The Tactics for an Inquisitive, Impending Individual - a short story
I wrote this story for a local short story competition, but I thought I could give you nice folk a look too. The reason why I wrote this is because I wanted to "see" what might go on inside a criminal's mind, which I thought would be interesting. It's not my best work, and it was originally longer and I'm not used to using present tense, but it's something.
The Tactics for an Inquisitive, Impending Individual
Just as I expect, the green Holden Commodore obediently pulls around the corner and slides up the cement drive of the house I was analysing while she had gone to work, like every day of the past week. This time, I wear tracksuit pants with an orange shirt and sunnies, and leaning by the bus post further down the road, but always still with the woman’s house in sight. I never stood directly facing the house; that would scream my intention to the owner. No, I was always the casual, indifferent bystander either walking the dog, or sitting on the bench reading the paper, or waiting for the bus like I am today, only I alone know I’m not going to get on a bus. Those times are for the woman’s eyes; in the others I sneak around her house.

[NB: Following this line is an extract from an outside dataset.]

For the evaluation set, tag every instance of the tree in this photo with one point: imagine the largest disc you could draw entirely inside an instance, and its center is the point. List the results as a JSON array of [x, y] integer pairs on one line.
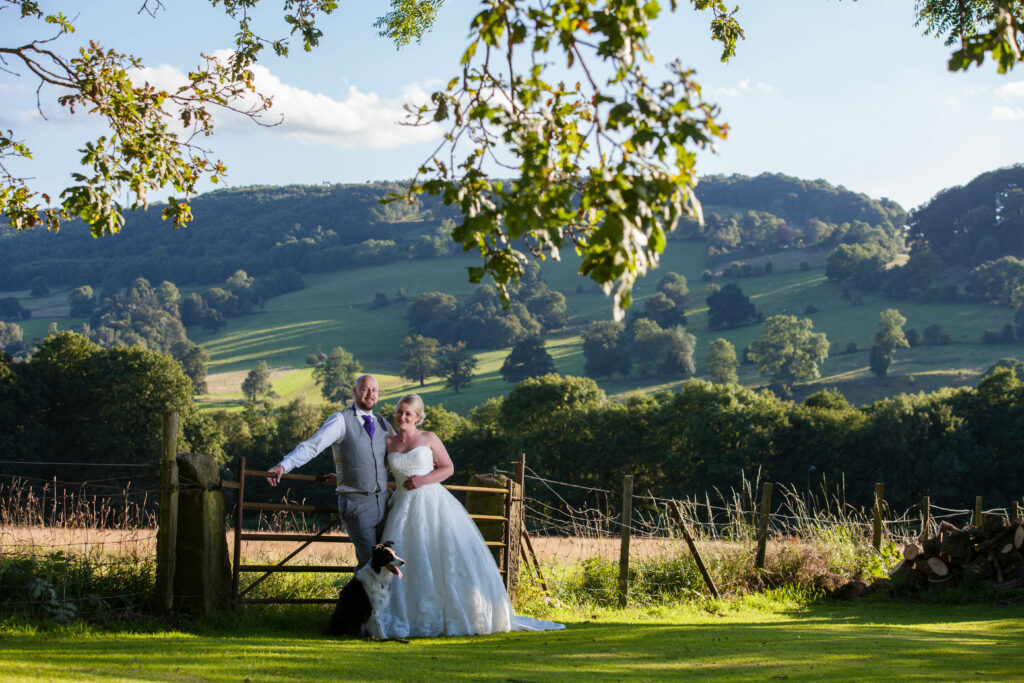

It might sound like a dumb thing to do while the sun is out, but logically it shouldn’t be too problematic. First, many people, like the woman, went away as their jobs required. Second, this suburb’s hot topic was families, so the kids had to go to school too. The only real concern was the sick employee or student staying home alone and free to look outside where I could’ve been seen if I wasn’t careful. It was strangely quiet in those hours, as if I was the only conscious thing there.
I wouldn’t go to her house until half an hour after she had left. I don’t trust the reliability of her memory; she could’ve forgotten papers, her lunch or anything else she needed to return for. Then, I would shuffle over to her block and slip hidden in her property. Because of these visits, I now know where she ate dinner, slept, watched TV, where she sat with her laptop, and most importantly when she did these things, and thank goodness she has maintained her routine strictly so far. From the windows, I had recorded the network of rooms; which of the hallways lead to dead ends, and which were escape routes. Afterwards when I returned to my own home, I committed these sights to memory and used this knowledge to make the logical calculations that would determine my success conducted later tonight.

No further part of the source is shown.